In a practice where lots of visits are requested, or where workforce is a bit short, it can be very effective to try using telephone triage to assess all visits.  Firstly it helps to get rid of the dross. In this circumstance, the dross tends to be:

  • Any person requesting the visit under the age of 65 with no significant health conditions.
  • Children (they are portable and always better assessed in a practice than at home).
  • My personal peeve- because they can’t get to the practice (circumstance over health, see below).

Now I will be the first to admit that in medicine there are exceptions to every rule. However asking for a visit because your car is stuck, or because it is raining too hard outside would not endeavour a GP to visit the patient.

Once rid of the dross, you can then manage the patient’s needs. This can sometimes be a simple collection of information, tweak of medications, organising a social referral etc. However by ringing it also allows you to get a flavour of the visit, more so than the one line comment of: squits, vomiting, breathless, or my personal favourite – requested by home. With the flavour (preferably chocolate or cherry….yum!) you can be prepared, i.e. will you need to possibly take any medications with you (later post) or check you have specific things like stool sample bottles, peak flow meter etc.

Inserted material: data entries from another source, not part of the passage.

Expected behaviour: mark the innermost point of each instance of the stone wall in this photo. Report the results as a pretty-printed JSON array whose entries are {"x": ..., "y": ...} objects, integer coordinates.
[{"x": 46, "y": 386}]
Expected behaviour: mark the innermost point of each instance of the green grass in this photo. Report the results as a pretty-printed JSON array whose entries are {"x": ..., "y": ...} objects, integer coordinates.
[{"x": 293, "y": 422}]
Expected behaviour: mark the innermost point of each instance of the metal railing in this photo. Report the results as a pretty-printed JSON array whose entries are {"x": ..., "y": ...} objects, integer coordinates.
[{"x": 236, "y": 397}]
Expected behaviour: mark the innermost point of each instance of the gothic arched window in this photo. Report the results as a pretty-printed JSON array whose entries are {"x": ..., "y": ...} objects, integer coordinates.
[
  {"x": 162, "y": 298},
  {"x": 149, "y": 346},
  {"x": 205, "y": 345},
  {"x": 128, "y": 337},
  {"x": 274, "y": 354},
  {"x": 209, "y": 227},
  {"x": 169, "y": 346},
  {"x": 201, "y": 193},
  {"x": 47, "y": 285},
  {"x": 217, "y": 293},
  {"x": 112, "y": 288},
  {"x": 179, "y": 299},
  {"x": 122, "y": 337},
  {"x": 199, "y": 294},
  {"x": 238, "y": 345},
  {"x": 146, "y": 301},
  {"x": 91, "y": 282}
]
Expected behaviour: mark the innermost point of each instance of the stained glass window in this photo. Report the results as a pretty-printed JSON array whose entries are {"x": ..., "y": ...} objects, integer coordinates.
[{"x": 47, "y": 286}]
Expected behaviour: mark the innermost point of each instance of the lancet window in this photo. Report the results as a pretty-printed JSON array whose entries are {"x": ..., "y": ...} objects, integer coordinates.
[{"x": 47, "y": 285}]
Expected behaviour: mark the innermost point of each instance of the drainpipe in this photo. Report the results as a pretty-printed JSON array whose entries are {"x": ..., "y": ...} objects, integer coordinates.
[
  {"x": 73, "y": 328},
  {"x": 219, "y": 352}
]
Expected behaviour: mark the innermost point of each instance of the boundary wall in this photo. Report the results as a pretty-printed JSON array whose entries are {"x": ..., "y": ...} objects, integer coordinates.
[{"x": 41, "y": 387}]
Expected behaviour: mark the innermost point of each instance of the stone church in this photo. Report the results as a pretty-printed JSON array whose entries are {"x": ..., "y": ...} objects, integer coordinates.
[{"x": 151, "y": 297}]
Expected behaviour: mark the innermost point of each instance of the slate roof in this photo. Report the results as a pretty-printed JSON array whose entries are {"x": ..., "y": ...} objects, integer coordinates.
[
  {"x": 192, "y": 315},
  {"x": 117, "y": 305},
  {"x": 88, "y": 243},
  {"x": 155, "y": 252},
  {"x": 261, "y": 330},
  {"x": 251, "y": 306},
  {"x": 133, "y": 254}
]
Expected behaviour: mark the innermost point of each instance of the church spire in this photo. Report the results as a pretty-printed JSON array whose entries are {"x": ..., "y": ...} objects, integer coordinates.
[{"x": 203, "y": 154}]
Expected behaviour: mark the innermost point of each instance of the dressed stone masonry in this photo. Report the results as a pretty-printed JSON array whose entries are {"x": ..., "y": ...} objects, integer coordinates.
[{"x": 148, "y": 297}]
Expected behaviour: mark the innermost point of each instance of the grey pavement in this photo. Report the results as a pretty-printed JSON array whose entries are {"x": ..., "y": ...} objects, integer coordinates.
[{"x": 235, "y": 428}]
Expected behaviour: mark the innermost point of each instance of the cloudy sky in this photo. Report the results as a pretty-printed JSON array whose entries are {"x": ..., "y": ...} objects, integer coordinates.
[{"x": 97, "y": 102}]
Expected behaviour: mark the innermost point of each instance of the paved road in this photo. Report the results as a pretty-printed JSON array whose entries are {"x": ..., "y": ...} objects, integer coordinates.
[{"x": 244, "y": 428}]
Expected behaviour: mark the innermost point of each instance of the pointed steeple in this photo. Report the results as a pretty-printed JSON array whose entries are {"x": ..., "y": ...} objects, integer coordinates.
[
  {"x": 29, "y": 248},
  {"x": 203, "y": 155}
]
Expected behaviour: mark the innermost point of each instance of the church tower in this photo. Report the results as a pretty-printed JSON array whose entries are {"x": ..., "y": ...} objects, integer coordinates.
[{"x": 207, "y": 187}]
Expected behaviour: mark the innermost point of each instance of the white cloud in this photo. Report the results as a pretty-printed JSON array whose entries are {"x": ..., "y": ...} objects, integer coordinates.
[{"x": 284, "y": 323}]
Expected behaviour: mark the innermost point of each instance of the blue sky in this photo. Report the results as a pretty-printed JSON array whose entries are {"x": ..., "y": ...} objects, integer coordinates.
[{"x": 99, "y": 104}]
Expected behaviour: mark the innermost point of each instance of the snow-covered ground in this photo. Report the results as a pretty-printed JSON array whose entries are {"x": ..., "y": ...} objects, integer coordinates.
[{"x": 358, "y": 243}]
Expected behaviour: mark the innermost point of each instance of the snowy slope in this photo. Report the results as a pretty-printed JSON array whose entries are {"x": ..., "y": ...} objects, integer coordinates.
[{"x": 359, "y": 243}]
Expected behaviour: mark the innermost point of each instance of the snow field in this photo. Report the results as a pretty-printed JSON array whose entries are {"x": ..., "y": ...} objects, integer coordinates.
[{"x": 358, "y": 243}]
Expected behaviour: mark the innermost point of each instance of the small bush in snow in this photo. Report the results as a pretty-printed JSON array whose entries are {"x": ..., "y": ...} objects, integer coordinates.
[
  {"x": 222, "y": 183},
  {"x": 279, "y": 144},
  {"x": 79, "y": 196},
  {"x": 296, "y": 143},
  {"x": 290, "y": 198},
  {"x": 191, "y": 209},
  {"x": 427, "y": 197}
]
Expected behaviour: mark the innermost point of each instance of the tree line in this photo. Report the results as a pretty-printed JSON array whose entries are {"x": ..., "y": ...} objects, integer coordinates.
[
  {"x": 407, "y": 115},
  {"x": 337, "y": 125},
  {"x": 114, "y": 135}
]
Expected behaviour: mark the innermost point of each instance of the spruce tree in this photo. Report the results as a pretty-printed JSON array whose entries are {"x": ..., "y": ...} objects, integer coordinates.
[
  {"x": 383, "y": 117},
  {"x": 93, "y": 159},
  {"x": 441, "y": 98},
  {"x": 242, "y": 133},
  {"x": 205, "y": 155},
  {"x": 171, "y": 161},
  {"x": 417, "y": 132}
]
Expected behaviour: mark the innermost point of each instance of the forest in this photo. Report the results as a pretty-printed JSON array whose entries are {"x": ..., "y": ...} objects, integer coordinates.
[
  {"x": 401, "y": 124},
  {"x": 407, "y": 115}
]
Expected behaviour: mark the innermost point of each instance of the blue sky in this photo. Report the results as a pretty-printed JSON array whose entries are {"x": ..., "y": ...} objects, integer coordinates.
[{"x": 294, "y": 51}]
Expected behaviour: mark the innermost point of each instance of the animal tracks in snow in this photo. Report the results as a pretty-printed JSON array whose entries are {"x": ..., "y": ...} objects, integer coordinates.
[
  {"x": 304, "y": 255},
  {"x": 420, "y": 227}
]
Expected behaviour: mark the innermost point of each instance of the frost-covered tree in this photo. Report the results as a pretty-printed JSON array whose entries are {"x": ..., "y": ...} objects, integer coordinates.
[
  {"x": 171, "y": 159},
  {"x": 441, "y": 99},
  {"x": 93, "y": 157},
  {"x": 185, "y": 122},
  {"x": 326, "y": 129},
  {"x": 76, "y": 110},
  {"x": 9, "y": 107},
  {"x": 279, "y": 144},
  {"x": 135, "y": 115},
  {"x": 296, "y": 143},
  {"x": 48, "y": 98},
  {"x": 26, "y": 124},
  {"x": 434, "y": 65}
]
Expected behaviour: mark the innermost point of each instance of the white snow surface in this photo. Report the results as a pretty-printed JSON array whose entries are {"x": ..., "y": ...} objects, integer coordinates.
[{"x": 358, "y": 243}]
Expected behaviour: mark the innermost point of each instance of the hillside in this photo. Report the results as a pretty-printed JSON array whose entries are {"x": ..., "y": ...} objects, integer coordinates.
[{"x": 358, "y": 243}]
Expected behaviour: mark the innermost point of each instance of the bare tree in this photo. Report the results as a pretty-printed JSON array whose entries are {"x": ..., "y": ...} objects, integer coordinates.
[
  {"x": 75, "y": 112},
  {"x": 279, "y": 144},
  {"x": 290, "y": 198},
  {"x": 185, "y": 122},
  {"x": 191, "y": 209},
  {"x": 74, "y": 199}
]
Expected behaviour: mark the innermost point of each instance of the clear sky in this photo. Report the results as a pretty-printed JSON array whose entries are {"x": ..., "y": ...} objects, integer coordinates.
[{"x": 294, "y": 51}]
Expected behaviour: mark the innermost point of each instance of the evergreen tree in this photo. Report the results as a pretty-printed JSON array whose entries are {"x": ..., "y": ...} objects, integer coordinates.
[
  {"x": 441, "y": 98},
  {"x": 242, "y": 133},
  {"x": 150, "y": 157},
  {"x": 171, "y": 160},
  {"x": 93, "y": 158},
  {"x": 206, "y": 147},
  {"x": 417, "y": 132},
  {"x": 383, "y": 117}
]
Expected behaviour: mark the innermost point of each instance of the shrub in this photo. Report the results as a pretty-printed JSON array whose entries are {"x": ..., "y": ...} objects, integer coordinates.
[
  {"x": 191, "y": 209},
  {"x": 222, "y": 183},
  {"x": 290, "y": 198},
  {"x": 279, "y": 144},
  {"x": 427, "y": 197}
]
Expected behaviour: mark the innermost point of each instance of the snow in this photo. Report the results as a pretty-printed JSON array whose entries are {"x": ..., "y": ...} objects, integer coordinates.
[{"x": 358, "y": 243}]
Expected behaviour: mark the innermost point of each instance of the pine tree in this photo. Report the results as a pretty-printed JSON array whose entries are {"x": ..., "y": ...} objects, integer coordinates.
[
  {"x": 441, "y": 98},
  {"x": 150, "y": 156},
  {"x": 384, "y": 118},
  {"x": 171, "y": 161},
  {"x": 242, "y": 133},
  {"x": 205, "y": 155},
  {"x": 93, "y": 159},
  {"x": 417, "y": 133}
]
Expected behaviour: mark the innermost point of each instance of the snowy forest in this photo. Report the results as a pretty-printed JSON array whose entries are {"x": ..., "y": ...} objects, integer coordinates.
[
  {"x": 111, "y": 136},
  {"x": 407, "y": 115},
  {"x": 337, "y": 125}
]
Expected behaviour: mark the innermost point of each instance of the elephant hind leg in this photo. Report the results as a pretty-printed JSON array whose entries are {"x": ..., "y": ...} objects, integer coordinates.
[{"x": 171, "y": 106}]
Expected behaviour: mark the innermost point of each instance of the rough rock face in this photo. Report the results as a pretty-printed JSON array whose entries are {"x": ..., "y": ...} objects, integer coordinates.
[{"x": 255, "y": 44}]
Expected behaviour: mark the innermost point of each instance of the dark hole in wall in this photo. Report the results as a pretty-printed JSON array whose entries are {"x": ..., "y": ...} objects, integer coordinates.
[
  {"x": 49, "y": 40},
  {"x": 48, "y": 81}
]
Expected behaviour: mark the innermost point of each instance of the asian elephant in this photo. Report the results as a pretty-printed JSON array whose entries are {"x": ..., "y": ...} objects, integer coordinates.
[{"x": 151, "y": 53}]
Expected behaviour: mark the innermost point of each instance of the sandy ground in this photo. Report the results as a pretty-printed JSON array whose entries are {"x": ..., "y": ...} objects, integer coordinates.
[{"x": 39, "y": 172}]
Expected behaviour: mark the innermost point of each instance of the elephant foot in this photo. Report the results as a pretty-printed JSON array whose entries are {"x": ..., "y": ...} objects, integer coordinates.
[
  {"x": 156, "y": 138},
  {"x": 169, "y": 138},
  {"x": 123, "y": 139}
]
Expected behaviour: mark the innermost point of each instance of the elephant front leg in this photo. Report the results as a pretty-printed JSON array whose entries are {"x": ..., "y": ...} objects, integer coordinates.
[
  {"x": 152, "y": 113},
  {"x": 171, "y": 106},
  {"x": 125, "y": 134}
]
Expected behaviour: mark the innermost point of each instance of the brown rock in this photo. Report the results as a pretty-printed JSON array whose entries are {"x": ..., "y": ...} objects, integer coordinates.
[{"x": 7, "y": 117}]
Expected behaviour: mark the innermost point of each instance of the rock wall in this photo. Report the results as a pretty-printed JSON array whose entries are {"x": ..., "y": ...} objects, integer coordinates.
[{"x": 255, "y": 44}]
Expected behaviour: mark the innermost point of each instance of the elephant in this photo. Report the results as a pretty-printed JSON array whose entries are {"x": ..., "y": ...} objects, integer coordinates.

If a visit is needed, I also use the call as a way of confirming where the patient resides. Locums for example may not know the area like the back of their hand, and therefore sometimes finding a residence can be interesting, even with a sat nav. My personal intense peeve of visits is residences which have names instead of numbers. While this may appear classy or quirky; to me as a visiting GP it means you are harder to find, means more time wasted, more petrol burnt, and generally a more frustrated GP, just to showcase a sense of pomp and uniqueness. (If you have a house with a name and not a number, do not call me for a visit, or better yet, you’re barred).

Once discussed though, at least you can know what kind of visit you are heading off to (trying to solve the conundrum), so all that is left now is to pack the bag, grab the sheet and head off on the visit/s. What you do when you get there…….well that is another conundrum.